08 March 2012

A House and Its Head (Ivy Compton-Burnett)

I came perilously close to giving up on Ivy Compton-Burnett's vicious family drama A House and Its Head, published in 1935 and set fifty years earlier. It's probably 90% dialogue, with sparse unspoken segues, and the characters talk over each other and the topic at hand in such a stilted, forced-chipper register that it's sometimes difficult to follow who's in the room or where the action is taking place. I pushed on, however, and once the simmering subtext moves closer to the surface (though it never boils over), I better understood what she was doing, and then I was fascinated.

Also? It helps to imagine the whole thing acted out by the cast of Downton Abbey. There's even a Sibyl! Of course, she's a sociopath. But they kind of all are.

At the helm of this whole sick crew is Duncan Edgeworth, cold patriarch, inflicter of constant verbal cruelties as abusive as a punch to the face and possibly even more wounding. He lives with his two daughters, witty Nance and surface-sweet Sibyl; his wastrel nephew and presumptive heir, Grant; and meek wife Ellen, whose death several chapters in sets off a chain of horrifying events, participated in and covered up by the family and a village network of hangers-on and gossips.

Once crazy shit starts happening, the novel accelerates. What Compton-Burnett pulls off, though, necessitates the sometime-tedium of the first half.
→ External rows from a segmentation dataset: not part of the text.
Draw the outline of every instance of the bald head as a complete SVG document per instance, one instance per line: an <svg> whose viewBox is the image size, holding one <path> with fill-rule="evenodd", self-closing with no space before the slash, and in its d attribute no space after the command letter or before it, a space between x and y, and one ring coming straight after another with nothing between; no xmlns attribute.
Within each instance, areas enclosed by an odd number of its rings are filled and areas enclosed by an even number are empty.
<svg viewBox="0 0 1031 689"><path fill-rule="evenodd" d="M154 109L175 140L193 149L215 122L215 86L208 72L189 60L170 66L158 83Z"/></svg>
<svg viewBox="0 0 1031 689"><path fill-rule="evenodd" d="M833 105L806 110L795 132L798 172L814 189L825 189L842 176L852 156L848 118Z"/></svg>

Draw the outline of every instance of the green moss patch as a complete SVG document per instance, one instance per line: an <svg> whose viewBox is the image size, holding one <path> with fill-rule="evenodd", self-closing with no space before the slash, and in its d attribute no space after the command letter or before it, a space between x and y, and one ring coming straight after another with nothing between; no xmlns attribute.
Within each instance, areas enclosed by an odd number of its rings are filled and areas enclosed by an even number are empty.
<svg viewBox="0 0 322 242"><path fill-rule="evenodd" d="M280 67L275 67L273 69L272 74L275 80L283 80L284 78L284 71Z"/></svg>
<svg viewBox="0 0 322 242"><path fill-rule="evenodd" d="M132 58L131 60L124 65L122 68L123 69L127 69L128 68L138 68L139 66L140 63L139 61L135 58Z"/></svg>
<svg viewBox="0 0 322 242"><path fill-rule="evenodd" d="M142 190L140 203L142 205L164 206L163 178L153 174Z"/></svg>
Because whether they're discussing being late for breakfast or accusations of murder, no one's demeanor changes. These people are so skilled at mannered dissembling that they've become capable of anything. And as I became more adept at reading between the lines, I grew more chilled by what I found there. In the end, it's practically a horror novel in Victorian fancy-dress--but one that, like the ghost in the Edith Wharton story, only reveals itself afterward.